2. Flächen mit einer lichten Höhe von weniger als 2 m gem. der (früheren) DIN-Norm 283 zu bewerten, entspricht der Verkehrssitte.
Aus den Gründen
Wortlaut des Gerichts
a) Der Anspruch des Kl. gegen die Bekl. auf Rückzahlung überzahlter Miete kann sich nur aus §§ 537 Abs. S. 1, Abs. 2, 580 BGB ergeben. Danach kann der Mieter den Mietzins mindern, wenn eine zugesicherte Eigenschaft fehlt. Als zugesicherte Eigenschaft gilt nach § 537 Abs. 2, § 580 BGB auch die Zusicherung einer bestimmten Wohnungsgröße. b) Der Mietvertrag v. 3.12.1984 enthält hierzu unter § 1 Ziff. 1 folgende Regelung: "Vermietet werden im Haus X.-Straße folgende Räume: ... Wohnfläche: 83,8 m2". In der Angabe der Wohnfläche allein kann noch keine Zusicherung gesehen werden, weil die Angabe der Wohnungsgröße im Mietvertrag unter Umständen lediglich zu den deskriptiven Vertragsbestandteilen zu zählen ist (LG Mannheim DWW 87, 297). Vielmehr müssen weitere Umstände hinzukommen, aus denen sich ergibt, daß der Wohnungsgröße eine besondere Bedeutung zukommen soll, daß also gerade die Wohnungsgröße für den Mieter von besonderem Belang ist. Der Kl. habe Frau K. ausdrücklich gefragt, ob die Wohnung tatsächlich 90 qm groß sei. Frau K. habe geantwortet, die Wohnung sei nicht ganz so groß, aber annähernd so groß. Nach dieser Zeugenaussage steht fest, daß die Wohnungsgröße für den Kl. tatsächlich von wesentlicher Bedeutung gewesen ist. Deshalb muß vorliegend davon ausgegangen werden, daß im Mietvertrag eine Zahl angegeben ist, die den Eindruck erweckt, als sei die Wohnungsgröße durch genaue Messung ermittelt worden. Ob der Gebrauchswert der Wohnung durch die geringere Wohnungsgröße beeinträchtigt wird, ist gleichfalls unerheblich. Das Fehlen einer zugesicherten Eigenschaft berechtigt auch dann zur Minderung nach § 537 Abs. 2 BGB, wenn dieser Umstand nach einem objektiven Maßstab betrachtet als belanglos erscheinen mag (Protokolle der Kommission für die zweite Lesung des Entwurfs des BGB, Bd. II. S. 132). Davon abgesehen ist die Wohnungsgröße ein entscheidendes Kriterium für den Mietwert (vgl. § 2 MHG).

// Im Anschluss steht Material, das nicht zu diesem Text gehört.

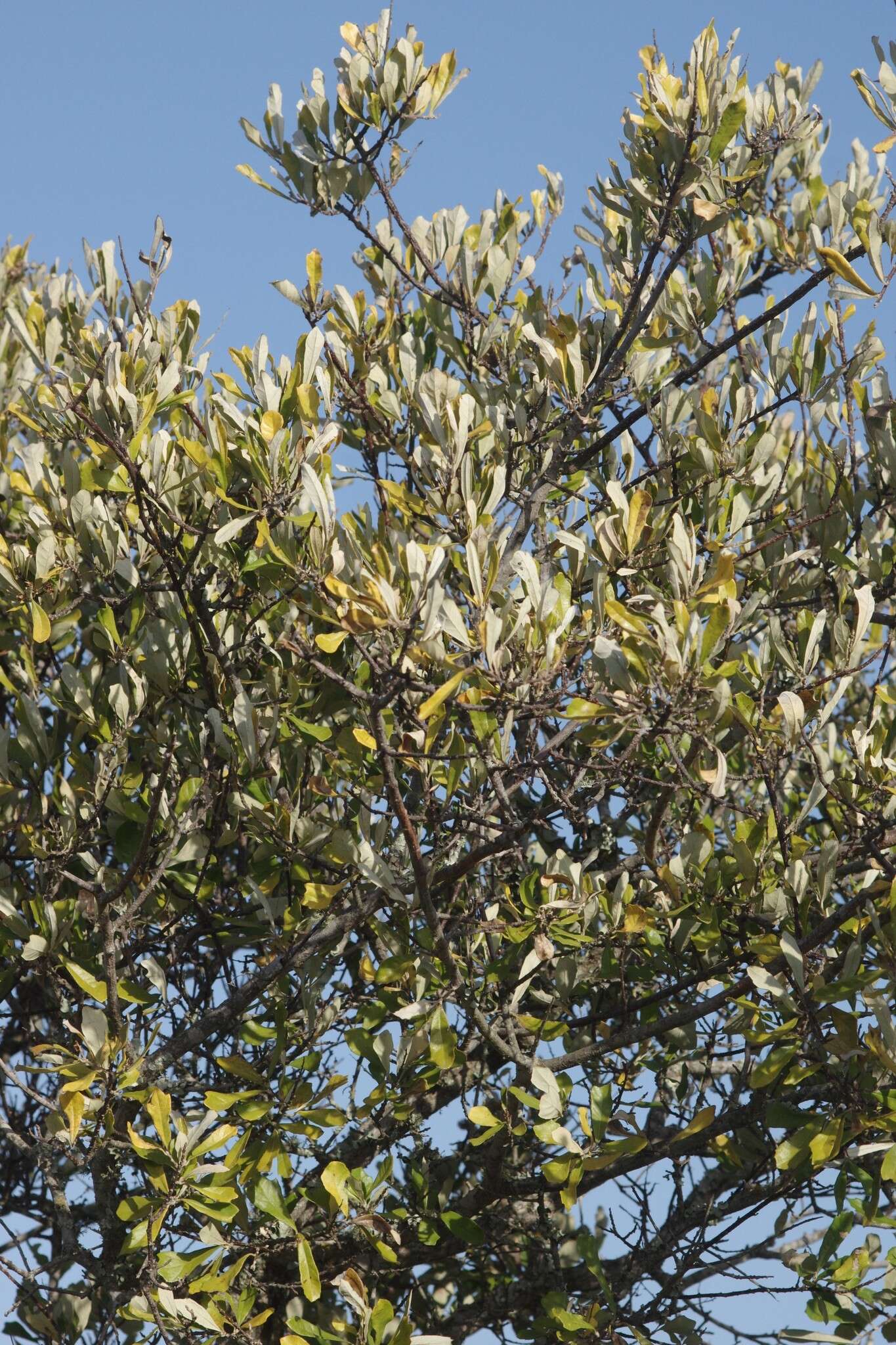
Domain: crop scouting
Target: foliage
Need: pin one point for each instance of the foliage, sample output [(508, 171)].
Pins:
[(385, 885)]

(...) Die Berechnungsweise des Kl. ist zutreffend: Zwar ist es richtig, daß die DlN-Norm 283 über die Berechnung der Wohnflächen zurückgezogen worden ist. In der DlN-Norm 283 war insoweit geregelt, daß voll anzurechnen sind die Wohnflächen von Räumen oder Raumteilen mit einer lichten Höhe von mindestens 2 m; daß zur Hälfte anzurechnen sind die Grundflächen von Raumteilen mit einer lichten Höhe von mehr als 1 m und weniger als 2 m,und daß nicht anzurechnen sind die Grundflächen von Raumteilen mit einer lichten Höhe von weniger als 1 m. Dieselbe Regelung trifft § 44 Abs. 1 der II. BV. Bei dieser Sachlage kann ohne weiteres davon ausgegangen werden, daß diese Berechnungspraxis der Verkehrssitte entspricht. Davon ist auch der Normenausschuß ausgegangen. Die DlN-Norm 283 wurde nicht zurückgezogen, weil deren Inhalt als unrichtig erkannt worden wäre, sondern weil man wegen §§ 42 ff. der 11. BV der Meinung war, es bestehe kein Bedürfnis für die Aufrechterhaltung der Norm. f) Zutreffend ist, daß eine rückwirkende Minderung nicht in Betracht kommt. Dies gilt allerdings nur dann, wenn der Mieter nach Kenntnis des Mangels den Mietzins vorbehaltslos in voller Höhe weiterbezahlt (BGH ZMR 68, 255; MDR 70, 921).